Today, the size of the global working population has started to fall.  In many countries – not just in Western Europe and Japan, but in Eastern Europe and China too – the birth rate is well below 2.1 (the replacement rate) and in some places is only just above 1.0.   The percentage of the population that has retired is growing, as are the costs of maintaining them: we are living longer, with increasingly expensive mental and physical health needs.  There are fewer young workers coming into the global labour supply, and those countries that do have large numbers of young people – many sub-Saharan African nations, parts of India, parts of Latin America – are not always well-integrated into the global economy.  It is much harder to outsource manufacturing or services to places with poor transport and communications infrastructure, and where levels of education and skills training are relatively low.

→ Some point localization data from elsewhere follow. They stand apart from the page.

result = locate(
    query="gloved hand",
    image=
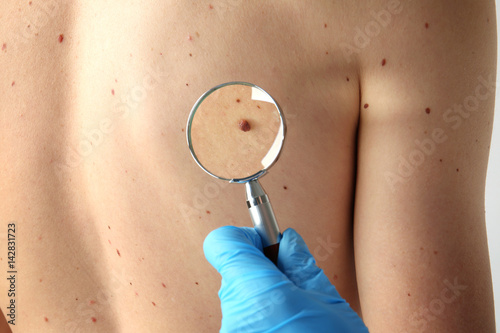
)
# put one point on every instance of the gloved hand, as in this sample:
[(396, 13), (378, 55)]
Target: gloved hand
[(256, 296)]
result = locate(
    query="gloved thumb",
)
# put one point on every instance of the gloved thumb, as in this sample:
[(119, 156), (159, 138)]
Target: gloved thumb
[(236, 253), (300, 267)]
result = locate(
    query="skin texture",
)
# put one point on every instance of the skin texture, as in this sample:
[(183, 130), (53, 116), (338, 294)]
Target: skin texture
[(110, 239)]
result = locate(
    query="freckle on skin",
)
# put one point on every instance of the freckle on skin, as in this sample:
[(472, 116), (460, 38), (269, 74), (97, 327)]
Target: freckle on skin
[(244, 125)]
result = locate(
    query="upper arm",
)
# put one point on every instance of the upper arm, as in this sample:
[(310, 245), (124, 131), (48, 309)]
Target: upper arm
[(420, 239)]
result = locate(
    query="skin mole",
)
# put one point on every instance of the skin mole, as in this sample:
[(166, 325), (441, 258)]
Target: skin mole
[(244, 125)]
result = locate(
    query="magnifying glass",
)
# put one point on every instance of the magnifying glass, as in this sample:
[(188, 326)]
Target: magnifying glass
[(235, 132)]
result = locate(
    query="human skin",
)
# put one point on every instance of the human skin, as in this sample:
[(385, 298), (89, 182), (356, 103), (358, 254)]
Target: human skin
[(111, 210)]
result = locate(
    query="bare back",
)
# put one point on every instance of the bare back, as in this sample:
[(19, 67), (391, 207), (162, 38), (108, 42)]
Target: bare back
[(110, 210)]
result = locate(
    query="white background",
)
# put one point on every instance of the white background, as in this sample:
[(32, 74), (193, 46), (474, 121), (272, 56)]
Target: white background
[(493, 199)]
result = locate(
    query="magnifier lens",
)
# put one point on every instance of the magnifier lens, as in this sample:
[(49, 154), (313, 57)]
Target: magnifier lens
[(235, 131)]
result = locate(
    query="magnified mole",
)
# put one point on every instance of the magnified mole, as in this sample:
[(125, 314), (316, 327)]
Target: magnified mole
[(244, 125)]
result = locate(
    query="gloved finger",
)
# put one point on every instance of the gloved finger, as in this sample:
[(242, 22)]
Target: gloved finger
[(236, 253), (300, 267)]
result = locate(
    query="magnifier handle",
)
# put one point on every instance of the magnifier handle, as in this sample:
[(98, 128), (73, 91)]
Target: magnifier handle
[(263, 219)]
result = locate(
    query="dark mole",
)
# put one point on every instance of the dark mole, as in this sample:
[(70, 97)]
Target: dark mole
[(244, 125)]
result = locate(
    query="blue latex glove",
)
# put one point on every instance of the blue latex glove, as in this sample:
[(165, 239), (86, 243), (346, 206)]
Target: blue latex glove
[(256, 296)]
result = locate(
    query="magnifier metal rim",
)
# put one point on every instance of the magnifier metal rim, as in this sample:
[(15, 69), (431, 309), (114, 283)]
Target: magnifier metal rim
[(190, 121)]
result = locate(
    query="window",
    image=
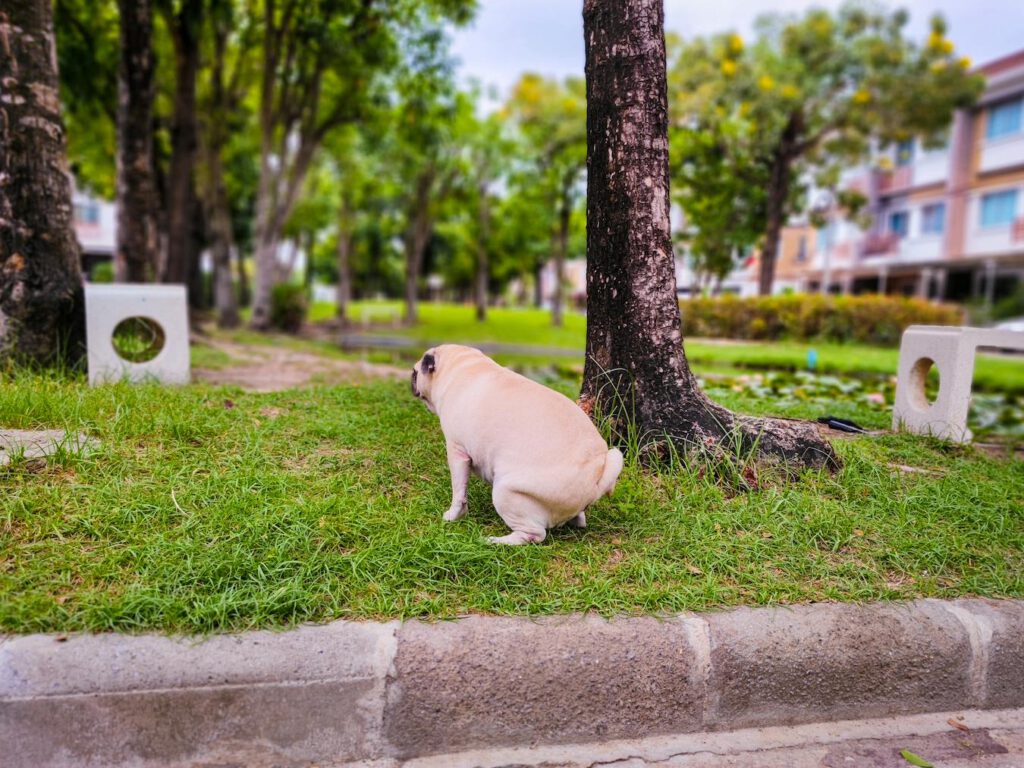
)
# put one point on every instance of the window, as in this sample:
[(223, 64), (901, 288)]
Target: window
[(826, 237), (802, 249), (998, 209), (904, 153), (933, 218), (899, 223), (1004, 120)]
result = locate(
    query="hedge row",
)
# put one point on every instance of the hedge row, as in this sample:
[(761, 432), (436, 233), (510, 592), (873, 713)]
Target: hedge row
[(869, 320)]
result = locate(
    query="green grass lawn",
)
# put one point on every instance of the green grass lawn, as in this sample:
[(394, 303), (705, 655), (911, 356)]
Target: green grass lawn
[(209, 509), (453, 323)]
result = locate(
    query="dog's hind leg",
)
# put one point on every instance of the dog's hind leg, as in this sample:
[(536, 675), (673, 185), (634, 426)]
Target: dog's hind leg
[(459, 464), (523, 514)]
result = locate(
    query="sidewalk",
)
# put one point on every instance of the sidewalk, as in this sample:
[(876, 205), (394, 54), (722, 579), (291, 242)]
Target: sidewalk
[(391, 693)]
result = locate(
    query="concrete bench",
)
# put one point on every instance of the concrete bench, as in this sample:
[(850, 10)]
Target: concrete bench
[(951, 349)]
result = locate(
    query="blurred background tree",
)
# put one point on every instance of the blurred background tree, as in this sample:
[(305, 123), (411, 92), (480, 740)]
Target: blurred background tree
[(805, 100)]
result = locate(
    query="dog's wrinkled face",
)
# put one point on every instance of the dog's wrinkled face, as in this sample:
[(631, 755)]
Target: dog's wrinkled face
[(423, 377)]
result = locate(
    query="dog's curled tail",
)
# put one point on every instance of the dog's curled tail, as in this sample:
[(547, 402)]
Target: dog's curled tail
[(612, 466)]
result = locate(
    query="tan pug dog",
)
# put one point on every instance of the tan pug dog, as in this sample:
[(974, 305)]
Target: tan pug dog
[(541, 453)]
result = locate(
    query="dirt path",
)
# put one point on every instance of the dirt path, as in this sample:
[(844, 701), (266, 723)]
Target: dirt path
[(269, 369)]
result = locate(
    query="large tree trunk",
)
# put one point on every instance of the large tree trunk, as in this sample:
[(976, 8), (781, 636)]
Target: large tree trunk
[(184, 139), (41, 306), (136, 251), (482, 267), (636, 372)]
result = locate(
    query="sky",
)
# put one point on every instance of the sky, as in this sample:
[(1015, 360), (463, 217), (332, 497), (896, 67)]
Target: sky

Some work can be delegated to machines, but plenty cannot.  In a retirement home, if someone wants to play chess, they can play against a computer; if they want to play table tennis, well …

This suggests that the cost of making and distributing goods and services is likely to rise, leading to higher inflation and interest rates, and that returns on capital might fall.  Tough times are ahead for consumers, central bankers, and equity-owners, but the news is better for workers. 

What interests me about this explanation – some of which I have drawn from this book – is that most of it could have been forecast ten years ago or more.  Demographic trends operate over decades not days, and we have known for many years that life expectancy is rising, birth rates are falling, and that the rate of increase of the global labour supply would peak around 2020 and then start to decline. Why then have policy makers in the West been so slow to: (i) delay the retirement age and reform pension provision; (ii) improve financial incentives for having children and increase provision of low-cost childcare services for working parents; (iii) increase spending on infrastructure, healthcare and education in India and Africa, to maintain the supply of new workers in the global workforce; and (iv) make immigration to Western countries easier for skilled workers from countries where outsourcing is not possible, such as Syria, Sudan, Afghanistan, and Mali.  Each of these policies makes sense on its own, together the constitute a long-term plan economic plan to avoid a cost-of-living crisis.

Perhaps the problem is that we tend to elect politicians who behave more like hares than tortoises, and that we employ central bankers who are easily distracted by the thought of unusual buying/selling from the Middle East.  The better news is that my team won 3-0.